A primeira versão da NANO teve 34 artistas e foi um sucesso tão grande de público e de mídia que provocou uma itinerância que dura até hoje, por meio de convites de galeristas e artistas que a viabilizam em outros locais, o que também é facilitado pelo fato da exposição viajar inteira num mala. Desde a versão carioca, a NANO foi montada em mais quatro cidades brasileiras em 2005/2006 (São Paulo, Curitiba, Belo Horizonte e Vitória), participou em 2005 da primeira edição da ArtBO, feira internacional de arte de Bogotá, Colômbia, e em fevereiro deste ano foi montada no Studio 44/Artist Space, em Estocolmo, Suécia, por meio de um convite de um outro coletivo.

Como parte do conceito expositivo, em cada cidade e país por onde passa a Nanoexposição artistas são convidados por um curador local a unirem-se ao time, outra parte é trazida das versões anteriormente realizadas. O time da NANO só cresce: na edição na Galeria Murilo Castro, em Belo Horizonte, participaram 135 artistas; na Suécia, 170. O público foi recorde, com cerca de 1000 visitantes em 15 dias! Em 2010, a Nano irá para Cingapura e mal podemos esperar para ver a reação do público de lá, sem falar nas obras dos artistas cingapurianos que toparão o desafio: será que desta vez as obras serão mais tecnológicas?

A NANO certamente mexeu não só com a cabeça dos artistas, pois foram muitas adesões voluntárias, mas também com a dos observadores. Com o nano-formato, oferecemos ao espectador um espaço de observação diferenciado: a intimidade e a exploração através de uma lupa. Fragmentado pela miniaturização mas ainda assim completo e repleto de poesia singular, o aspecto reduzido da nano-obra suscita também o jogo lúdico do pequeno objeto portátil, que seduz o impulso do colecionador que habita em todos nós.
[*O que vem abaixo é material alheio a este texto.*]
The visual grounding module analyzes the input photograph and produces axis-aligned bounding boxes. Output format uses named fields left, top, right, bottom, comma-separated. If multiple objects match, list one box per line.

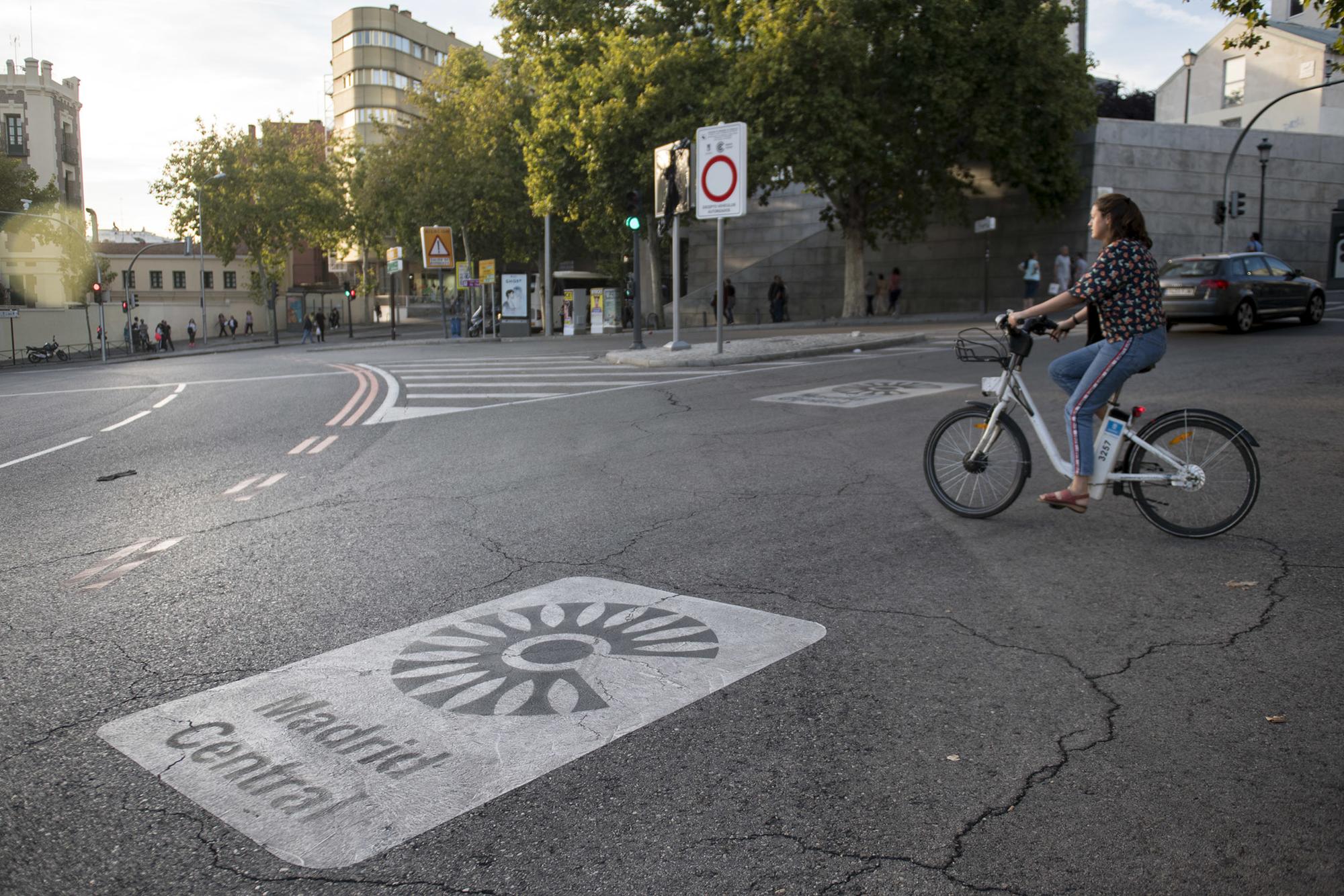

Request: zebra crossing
left=362, top=355, right=724, bottom=423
* O Grupo DOC foi formado por mim e pelos artistas Isabel Löfgren, Marco Antonio Portela e Mauro Bandeira. Para ver imagens e informações de todas as versões da NANO e outras ações do DOC: www.grupodoc.net

Em dezembro de 2009 o Grupo DOC inaugurou a coletiva DESPACHO, na Galeria do Ateliê, finalizando suas atividades com um despacho entre amigos.